Luis Diaz, the supervisor of customs inspectors at Otay Mesa, is an expert on that. His inspectors X-ray trucks, use the range finder to determine whether the truck is the same size inside as out -- a 40-footer that's a 38-footer inside is a good candidate for a hidden compartment -- and check out tires and trailer walls with the "buster," a density checker that can tell inspectors that a tire might have more than air inside.

The customs inspectors work alongside FDA officials, Fish and Wildlife inspectors and state and county inspectors at the huge facility, which sits across the border in the Mexican state of Baja California.

"Customs has a huge responsibility," said Stevens. "They are the first and really only line of defense."

The inspectors know how to ferret out problems.

"You have these immaculately clean stainless steel tables where they're checking things, they might run the dog around, run the truck through the X-ray, ask the driver, 'When was the last time you had the gas tank worked on?' or 'Why is there dirt all over this onion?' "

If anything doesn't add up, "they can get on the horn, call the FDA, the Mexican officials, find out if this company has had problems in the past," Stevens said.

"You can spend gadzillions of dollars on equipment, but our most important asset is the eye, ears and other senses of the inspectors."

Still, with 3,000 trucks a day crossing the border at Otay Mesa, they can only do detailed inspections of a small portion of the 18-wheelers coming through.

And they can't detect hepatitis A.

Joseph Tracey, an inspector for the Food & Drug Administration, said that hepatitis A is particularly difficult to detect.

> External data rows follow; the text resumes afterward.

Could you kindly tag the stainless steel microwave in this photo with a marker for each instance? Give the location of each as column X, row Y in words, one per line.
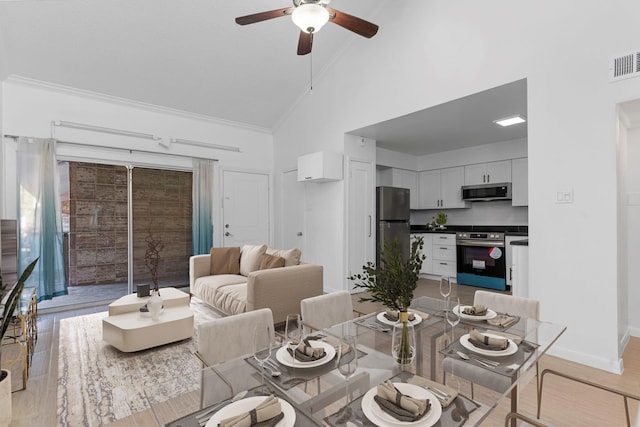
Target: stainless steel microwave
column 487, row 192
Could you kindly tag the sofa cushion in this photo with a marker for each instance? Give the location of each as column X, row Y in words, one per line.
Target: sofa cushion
column 250, row 258
column 231, row 299
column 271, row 261
column 205, row 287
column 291, row 256
column 225, row 260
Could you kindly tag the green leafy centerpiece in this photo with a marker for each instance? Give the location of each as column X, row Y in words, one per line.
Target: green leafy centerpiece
column 392, row 283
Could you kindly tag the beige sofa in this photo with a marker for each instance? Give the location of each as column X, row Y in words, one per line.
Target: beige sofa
column 280, row 289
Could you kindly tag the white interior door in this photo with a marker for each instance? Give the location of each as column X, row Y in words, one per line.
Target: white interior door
column 245, row 208
column 292, row 211
column 361, row 216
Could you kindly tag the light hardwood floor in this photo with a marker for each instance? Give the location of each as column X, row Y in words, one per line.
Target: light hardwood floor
column 564, row 404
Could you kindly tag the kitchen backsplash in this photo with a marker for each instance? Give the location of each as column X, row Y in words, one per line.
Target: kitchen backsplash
column 481, row 213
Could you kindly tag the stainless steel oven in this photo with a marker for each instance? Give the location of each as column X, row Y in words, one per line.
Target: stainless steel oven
column 481, row 259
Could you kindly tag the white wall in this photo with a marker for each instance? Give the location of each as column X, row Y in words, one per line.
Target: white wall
column 433, row 52
column 28, row 110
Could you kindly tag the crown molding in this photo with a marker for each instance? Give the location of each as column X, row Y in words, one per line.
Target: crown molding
column 96, row 96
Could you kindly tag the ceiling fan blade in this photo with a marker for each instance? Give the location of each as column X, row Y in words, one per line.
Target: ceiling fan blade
column 304, row 43
column 352, row 23
column 263, row 16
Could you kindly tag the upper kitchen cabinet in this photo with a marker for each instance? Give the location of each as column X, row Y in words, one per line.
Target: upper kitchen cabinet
column 402, row 178
column 485, row 173
column 441, row 188
column 320, row 167
column 520, row 182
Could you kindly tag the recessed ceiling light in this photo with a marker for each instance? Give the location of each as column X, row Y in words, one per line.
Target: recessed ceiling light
column 508, row 121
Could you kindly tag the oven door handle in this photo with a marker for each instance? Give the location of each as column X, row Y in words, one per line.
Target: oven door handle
column 477, row 243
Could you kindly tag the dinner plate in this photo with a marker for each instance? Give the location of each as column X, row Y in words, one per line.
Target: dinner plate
column 283, row 356
column 417, row 319
column 511, row 348
column 490, row 314
column 379, row 417
column 249, row 403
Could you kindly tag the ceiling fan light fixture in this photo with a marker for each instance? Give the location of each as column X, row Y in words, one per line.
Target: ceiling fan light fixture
column 509, row 121
column 310, row 17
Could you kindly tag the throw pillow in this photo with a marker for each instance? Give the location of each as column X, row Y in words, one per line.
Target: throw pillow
column 250, row 258
column 291, row 256
column 271, row 261
column 225, row 260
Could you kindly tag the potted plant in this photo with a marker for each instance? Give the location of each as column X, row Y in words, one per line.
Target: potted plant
column 392, row 283
column 152, row 260
column 10, row 306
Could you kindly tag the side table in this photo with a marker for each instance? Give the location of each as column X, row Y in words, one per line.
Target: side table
column 23, row 333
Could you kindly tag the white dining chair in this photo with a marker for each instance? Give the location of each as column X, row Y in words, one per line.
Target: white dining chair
column 323, row 311
column 501, row 303
column 224, row 339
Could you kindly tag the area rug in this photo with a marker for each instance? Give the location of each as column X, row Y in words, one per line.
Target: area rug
column 98, row 384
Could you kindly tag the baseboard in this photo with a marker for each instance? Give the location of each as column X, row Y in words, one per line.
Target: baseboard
column 613, row 366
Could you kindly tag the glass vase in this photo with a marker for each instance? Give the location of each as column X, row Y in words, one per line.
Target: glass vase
column 403, row 341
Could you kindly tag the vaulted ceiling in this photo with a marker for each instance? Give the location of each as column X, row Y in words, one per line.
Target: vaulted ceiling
column 190, row 55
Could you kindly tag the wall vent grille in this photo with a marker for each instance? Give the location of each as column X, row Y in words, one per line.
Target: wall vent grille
column 624, row 66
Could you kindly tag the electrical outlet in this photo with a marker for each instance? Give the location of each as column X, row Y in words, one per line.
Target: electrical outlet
column 564, row 196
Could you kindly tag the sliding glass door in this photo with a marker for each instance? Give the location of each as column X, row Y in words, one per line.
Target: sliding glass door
column 97, row 200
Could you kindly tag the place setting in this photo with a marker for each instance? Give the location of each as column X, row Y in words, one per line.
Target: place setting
column 503, row 353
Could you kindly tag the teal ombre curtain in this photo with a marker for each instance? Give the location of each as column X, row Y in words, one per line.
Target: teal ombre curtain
column 40, row 216
column 202, row 197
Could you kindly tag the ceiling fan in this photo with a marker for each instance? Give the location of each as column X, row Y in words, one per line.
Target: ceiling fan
column 310, row 16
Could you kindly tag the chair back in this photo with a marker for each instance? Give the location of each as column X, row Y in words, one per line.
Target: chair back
column 229, row 337
column 503, row 303
column 326, row 310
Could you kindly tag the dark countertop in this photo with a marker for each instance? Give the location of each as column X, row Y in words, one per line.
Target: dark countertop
column 524, row 242
column 510, row 230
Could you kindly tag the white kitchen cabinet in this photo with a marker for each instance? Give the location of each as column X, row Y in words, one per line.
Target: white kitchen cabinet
column 441, row 188
column 486, row 173
column 320, row 167
column 402, row 178
column 444, row 254
column 520, row 182
column 427, row 251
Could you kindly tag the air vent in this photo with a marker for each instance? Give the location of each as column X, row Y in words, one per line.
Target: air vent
column 624, row 66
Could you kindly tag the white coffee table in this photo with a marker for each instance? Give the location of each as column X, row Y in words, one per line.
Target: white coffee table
column 128, row 329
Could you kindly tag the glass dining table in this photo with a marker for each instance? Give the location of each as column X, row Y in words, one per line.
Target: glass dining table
column 316, row 394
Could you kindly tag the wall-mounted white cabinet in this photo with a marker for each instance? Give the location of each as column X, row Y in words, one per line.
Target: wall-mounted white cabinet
column 402, row 178
column 441, row 188
column 320, row 167
column 485, row 173
column 520, row 182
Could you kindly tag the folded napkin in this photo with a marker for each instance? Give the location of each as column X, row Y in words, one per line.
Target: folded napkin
column 503, row 320
column 394, row 315
column 436, row 387
column 485, row 342
column 475, row 310
column 305, row 352
column 267, row 413
column 399, row 406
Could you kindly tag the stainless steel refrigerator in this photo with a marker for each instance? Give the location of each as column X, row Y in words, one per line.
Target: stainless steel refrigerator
column 392, row 207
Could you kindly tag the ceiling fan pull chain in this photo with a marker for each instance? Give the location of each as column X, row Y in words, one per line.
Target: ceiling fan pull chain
column 311, row 72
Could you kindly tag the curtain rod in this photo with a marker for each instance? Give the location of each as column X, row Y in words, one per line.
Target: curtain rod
column 122, row 149
column 162, row 141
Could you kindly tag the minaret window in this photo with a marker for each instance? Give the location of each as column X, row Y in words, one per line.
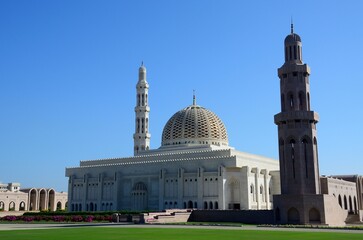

The vegetable shows no visible signs of the virus, and since the incubation period is long, the problem won't be apparent until weeks after the truck crossed the border.

"It doesn't lend itself to analysis, like eColi," said Tracey. There is no way to test vegetables for the virus, and even if there were a test, even testing a sample of a load wouldn't mean that the virus couldn't be lodged in the remaining product, he said.

That's why the FDA is simply detaining shipments from the companies that shipped green onions to Beaver County and places in the South where there were outbreaks of hepatitis A this fall. The Otay Mesa facility has not handled any of those shipments.

Looking for the source is more a matter of guilt by association than the kind of laboratory proof possible in the case of other food-borne illnesses.

The manifests and other documentation required to cross the border contain identification numbers that show where the load came from and where it is headed. Those allow officials to "back-trace" shipments. Government investigators go to the farms and look for unsanitary conditions or other types of contamination that indicate there might be systemic problems. "It's sort of a roundabout way of finding the source of contamination," he said.